Big Barbara and Leigh sat in the jeep, s
taring straight before them at the Savage house, watching as every moment more and more of it disappeared beneath the growing cone of sand. It was roseate pink in the dawn. Now you couldn’t see the windows of the second floor at all, and the entire verandah was covered. Sand had spilled into the edge of the yard, and was smothering the vegetation there. Mechanically, Leigh backed the jeep up, and remarked to her mother, “We could just be sitting here and that sand would come cover us up, we didn’t watch it.”
“Oh, what we gone do, Leigh? What we gone do when we get out of this place?” She wept softly. “What we gone do without Dauphin?”
“Mama, I got no idea.” She turned and looked dully at the façade of the third house—its windows glazed with the reflection of the pink sky in the east. “You think we gone lose Luker and India too?”
“India!” Luker shouted from the kitchen. “India! I’m gone burn this fucking house down and you in it if you don’t get your ass down here!”

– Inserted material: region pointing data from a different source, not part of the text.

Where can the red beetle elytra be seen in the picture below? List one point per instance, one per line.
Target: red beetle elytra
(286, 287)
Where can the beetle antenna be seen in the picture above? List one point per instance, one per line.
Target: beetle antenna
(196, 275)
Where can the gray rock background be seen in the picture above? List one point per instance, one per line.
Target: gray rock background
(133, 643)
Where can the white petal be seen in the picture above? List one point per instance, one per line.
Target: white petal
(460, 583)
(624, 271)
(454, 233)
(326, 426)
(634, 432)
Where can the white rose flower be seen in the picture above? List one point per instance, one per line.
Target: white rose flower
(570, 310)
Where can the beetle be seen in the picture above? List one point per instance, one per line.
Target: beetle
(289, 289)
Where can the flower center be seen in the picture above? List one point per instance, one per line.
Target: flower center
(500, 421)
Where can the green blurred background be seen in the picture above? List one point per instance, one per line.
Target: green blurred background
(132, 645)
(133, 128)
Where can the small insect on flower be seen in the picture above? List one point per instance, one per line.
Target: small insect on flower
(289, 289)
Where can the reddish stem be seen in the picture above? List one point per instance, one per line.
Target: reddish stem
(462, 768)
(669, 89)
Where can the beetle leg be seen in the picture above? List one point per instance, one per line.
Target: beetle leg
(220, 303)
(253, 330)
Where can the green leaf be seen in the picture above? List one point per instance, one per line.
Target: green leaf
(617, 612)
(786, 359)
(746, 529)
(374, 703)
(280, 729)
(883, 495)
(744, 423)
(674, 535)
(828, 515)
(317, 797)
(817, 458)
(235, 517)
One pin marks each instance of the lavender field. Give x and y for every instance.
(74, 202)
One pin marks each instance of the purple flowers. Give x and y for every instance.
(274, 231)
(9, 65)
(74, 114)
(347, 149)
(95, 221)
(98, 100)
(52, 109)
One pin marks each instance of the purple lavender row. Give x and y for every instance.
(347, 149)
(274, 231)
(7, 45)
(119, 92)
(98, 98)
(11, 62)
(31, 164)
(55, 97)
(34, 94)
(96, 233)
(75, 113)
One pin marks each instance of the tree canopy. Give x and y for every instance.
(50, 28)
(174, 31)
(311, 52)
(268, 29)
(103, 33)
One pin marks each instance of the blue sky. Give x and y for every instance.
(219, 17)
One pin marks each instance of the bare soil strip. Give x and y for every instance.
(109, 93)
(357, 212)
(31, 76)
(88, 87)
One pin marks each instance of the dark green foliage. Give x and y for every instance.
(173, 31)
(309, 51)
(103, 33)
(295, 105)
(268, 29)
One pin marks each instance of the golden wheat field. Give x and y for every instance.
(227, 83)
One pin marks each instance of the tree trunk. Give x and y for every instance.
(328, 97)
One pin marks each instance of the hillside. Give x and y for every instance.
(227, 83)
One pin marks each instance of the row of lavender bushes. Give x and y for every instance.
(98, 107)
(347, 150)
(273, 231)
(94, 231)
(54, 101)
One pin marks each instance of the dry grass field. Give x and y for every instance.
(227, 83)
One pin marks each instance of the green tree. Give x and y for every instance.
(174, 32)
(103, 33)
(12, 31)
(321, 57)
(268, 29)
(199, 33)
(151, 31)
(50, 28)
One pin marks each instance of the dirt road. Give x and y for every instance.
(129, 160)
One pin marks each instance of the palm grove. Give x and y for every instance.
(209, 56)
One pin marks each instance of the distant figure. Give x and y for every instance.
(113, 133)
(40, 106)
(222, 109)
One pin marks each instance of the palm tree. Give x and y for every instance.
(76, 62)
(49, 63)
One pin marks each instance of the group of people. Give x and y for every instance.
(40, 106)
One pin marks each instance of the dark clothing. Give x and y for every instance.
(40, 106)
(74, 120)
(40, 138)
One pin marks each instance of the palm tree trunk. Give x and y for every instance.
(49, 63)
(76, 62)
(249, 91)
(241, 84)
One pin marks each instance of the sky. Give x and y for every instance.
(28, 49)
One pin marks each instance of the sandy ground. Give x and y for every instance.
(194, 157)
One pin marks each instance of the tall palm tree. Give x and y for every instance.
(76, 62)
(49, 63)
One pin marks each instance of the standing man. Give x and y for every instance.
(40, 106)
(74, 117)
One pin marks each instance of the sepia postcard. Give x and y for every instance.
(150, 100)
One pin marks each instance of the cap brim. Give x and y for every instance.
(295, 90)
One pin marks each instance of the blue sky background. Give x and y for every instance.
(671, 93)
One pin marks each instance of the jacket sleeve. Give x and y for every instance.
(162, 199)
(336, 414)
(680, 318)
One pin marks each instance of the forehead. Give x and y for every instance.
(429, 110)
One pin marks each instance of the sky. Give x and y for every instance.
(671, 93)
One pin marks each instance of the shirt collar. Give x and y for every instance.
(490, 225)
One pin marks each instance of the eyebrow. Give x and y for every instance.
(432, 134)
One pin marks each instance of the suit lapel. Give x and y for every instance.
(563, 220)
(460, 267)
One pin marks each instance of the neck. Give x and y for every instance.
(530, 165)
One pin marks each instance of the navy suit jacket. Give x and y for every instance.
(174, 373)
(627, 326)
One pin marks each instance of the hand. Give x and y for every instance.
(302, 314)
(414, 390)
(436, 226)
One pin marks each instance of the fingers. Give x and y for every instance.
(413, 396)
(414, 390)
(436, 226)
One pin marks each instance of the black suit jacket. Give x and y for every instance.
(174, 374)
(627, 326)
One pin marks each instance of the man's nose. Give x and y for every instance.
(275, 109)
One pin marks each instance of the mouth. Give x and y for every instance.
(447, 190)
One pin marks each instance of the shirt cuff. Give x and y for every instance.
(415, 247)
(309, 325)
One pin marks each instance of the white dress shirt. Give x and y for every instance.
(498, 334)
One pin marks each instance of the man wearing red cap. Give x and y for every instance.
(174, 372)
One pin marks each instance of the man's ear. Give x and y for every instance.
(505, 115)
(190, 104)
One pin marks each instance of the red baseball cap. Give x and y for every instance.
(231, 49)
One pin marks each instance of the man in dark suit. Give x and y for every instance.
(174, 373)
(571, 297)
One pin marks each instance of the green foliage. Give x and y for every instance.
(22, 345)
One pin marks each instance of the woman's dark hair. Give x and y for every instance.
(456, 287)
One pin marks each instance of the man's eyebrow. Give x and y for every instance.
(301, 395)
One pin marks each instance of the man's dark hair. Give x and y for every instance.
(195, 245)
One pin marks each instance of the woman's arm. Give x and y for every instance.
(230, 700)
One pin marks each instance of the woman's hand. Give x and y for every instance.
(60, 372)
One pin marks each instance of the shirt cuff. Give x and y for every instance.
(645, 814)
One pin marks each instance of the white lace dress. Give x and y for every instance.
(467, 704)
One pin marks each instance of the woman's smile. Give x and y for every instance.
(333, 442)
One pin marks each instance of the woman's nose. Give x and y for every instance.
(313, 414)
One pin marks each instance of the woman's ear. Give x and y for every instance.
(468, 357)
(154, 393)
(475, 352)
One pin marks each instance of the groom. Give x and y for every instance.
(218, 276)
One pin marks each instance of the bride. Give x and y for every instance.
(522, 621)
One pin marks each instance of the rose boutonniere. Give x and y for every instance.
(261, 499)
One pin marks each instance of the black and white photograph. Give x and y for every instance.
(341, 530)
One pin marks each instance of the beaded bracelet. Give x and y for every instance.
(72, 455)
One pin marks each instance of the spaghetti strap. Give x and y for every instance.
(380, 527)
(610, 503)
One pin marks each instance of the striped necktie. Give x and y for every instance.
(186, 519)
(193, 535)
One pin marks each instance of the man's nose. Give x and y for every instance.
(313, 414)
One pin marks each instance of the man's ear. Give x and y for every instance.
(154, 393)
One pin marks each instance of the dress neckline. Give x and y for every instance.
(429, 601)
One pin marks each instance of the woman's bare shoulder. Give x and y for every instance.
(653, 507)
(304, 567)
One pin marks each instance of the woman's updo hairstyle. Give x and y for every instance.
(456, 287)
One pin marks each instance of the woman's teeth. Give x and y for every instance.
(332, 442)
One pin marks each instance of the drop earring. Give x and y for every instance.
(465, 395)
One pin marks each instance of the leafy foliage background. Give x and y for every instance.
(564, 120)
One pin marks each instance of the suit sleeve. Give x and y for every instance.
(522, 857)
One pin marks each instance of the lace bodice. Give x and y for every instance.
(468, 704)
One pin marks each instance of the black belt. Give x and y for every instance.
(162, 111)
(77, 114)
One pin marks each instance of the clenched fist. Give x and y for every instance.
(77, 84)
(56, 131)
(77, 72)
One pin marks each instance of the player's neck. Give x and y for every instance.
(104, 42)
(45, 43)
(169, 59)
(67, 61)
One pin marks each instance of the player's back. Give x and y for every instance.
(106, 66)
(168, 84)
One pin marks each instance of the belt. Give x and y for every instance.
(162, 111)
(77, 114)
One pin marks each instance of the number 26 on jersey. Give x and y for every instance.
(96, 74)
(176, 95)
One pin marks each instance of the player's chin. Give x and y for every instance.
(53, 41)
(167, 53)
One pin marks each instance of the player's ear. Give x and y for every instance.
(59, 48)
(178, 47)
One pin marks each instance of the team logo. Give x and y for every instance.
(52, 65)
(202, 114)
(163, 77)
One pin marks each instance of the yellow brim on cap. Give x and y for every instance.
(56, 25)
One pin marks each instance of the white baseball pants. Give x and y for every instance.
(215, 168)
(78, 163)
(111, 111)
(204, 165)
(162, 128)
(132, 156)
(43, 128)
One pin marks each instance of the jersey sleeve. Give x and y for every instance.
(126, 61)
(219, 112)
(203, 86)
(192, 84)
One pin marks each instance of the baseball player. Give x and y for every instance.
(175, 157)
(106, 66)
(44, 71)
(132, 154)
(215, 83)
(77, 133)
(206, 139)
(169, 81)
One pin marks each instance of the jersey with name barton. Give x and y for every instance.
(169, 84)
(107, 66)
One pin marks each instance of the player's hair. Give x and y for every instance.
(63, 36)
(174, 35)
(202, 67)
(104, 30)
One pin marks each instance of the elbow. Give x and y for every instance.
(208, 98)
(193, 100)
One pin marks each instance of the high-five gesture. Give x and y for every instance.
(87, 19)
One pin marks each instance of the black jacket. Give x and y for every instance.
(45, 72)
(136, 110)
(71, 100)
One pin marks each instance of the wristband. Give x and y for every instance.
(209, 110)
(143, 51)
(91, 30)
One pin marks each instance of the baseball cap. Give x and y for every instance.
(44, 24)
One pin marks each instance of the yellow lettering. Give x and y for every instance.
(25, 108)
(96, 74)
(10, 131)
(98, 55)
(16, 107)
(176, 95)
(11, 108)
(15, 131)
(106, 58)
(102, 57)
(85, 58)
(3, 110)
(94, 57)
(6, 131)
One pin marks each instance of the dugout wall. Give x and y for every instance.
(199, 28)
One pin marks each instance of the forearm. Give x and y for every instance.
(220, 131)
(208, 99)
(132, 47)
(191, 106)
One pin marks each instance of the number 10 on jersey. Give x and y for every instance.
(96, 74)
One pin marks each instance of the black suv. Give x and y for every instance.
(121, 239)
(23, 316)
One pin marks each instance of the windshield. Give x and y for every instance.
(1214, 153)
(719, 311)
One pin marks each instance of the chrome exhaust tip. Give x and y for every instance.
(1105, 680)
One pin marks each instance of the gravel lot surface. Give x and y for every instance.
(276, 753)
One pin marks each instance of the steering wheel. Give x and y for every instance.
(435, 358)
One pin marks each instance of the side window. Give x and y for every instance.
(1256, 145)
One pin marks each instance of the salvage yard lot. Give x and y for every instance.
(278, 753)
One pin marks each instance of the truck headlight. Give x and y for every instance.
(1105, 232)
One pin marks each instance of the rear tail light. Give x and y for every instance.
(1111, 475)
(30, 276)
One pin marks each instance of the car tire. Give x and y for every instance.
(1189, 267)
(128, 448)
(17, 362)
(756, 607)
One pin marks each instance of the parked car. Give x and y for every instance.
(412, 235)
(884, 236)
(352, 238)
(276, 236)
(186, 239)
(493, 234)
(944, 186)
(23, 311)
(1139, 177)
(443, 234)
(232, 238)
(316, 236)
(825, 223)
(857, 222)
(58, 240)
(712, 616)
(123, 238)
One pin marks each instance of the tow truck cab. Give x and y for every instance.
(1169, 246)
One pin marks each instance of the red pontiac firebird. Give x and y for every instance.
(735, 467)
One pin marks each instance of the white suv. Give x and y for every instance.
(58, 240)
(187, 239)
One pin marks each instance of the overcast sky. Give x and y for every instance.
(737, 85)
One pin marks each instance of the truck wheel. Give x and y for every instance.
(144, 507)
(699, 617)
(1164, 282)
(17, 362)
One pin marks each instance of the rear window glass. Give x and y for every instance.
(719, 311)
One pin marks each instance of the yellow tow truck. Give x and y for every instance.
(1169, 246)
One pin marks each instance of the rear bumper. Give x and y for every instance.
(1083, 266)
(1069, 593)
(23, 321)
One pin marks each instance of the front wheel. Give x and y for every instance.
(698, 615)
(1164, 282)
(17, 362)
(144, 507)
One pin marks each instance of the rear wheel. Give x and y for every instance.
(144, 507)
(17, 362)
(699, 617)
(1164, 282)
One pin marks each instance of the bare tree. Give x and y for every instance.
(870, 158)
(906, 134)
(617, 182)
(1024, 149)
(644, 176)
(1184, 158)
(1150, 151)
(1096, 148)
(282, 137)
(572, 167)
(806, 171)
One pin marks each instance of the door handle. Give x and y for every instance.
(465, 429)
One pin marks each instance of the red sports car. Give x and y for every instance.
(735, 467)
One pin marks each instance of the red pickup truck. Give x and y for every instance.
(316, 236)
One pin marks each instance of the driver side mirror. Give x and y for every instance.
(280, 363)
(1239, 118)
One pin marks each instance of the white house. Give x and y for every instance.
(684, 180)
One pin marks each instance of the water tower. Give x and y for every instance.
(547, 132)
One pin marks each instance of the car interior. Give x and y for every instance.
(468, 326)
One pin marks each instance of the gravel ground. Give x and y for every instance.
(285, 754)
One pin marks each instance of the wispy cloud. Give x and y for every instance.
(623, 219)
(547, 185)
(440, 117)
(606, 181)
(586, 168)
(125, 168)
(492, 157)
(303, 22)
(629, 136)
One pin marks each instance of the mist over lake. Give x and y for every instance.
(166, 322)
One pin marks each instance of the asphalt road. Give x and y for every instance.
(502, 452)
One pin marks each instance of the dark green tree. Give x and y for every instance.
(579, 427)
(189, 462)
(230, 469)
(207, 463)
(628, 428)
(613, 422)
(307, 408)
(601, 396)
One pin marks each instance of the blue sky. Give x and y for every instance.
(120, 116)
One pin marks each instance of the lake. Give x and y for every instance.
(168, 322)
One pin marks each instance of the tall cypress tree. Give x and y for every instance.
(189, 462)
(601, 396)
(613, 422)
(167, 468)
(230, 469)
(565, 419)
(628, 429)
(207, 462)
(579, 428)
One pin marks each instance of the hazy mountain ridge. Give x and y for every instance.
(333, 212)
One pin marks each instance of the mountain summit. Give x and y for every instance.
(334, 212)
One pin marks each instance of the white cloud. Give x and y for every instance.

He unscrewed the cap from the gasoline can that was on the kitchen table—no longer wondering how it had got there—and cradling it like a baby, he splashed its contents all over the floor and along the counter tops. When it was empty he slung it vindictively through the back window breaking all six panes in the upper frame.
Despite the influx of fresh air, the fumes of the gasoline in the room were nearly asphyxiating. He opened the door into the dining room and called up again, hysterically: “India! Are you fucking alive! Answer me!”
“Luker!” he heard her shout from above, but her voice was distant. “I’m coming!”
She ran down the stairs from the third floor to the second-floor landing; she carried the knife in her left hand and the cleaver in her right. She looked down at the floor, fearful of being tripped, and held her weapons raised. She had not yet decided whether to stop and fight, and risk dying as horribly as had Odessa and Dauphin, or whether simply to run to Luker and flee Beldame. She smelled the fumes of the gasoline and began to hope that fire would destroy the house and the Elementals with it.